No, Fennimore county hasn’t suddenly sprung a Great Lake. Sturm und Drang are close enough to Agincourt, but their acreage doesn’t present a horizon like this. It’s the building in the mid-ground that concerns us.

pavilionWestchesterTwp-IndianaDunesStateParkMap-1932

About fifty miles east of Chicago along the shore of Lake Michigan lies Indiana Dunes State Park, a fragment of Indiana Dunes National Seashore which surrounds it. It may be possible to grow up in Chicago and be unaware of The Dunes but I doubt that happens often. A popular resort for city dwellers since the 19th century (and readily available by interurban rail), it received a “make-over” during the Great Depression when entry pavilions, the bathhouse and other ancillary structures were added by one of the Roosevelt administration alphabet soup agencies—might have been the Civilian Conservation Corps, I suppose.

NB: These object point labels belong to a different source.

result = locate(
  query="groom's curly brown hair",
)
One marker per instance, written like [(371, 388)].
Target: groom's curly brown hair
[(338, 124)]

The thing is, we tend to have developed a default image of WPC Depression-Era architecture as reasonably tailored reinforced-concrete architecture. And, yes, there is a great deal of that in these parts, especially in urban areas where the government’s stimulus efforts created public buildings (pools, city halls, fire stations, and the like) and service facilities like sewer and water treatment plats. But there were other materials in the WPA-PWA-CCC palette: masonry (especially stone) and heavy timber. Visit Yosemite or Yellowstone or Mount Hood some time to see well-preserved examples. In smaller “in-between” places like Agincourt, however, the period produced innumerable examples. One of them casually showed itself last week [while I had other things on my mind] —the mausoleum at a cemetery in Saline, Michigan—which causes me to wonder how FRD & Co. affected the communities of Fennimore county during the late 1930s. Perhaps the ARCH 371 students will embrace the possibilities.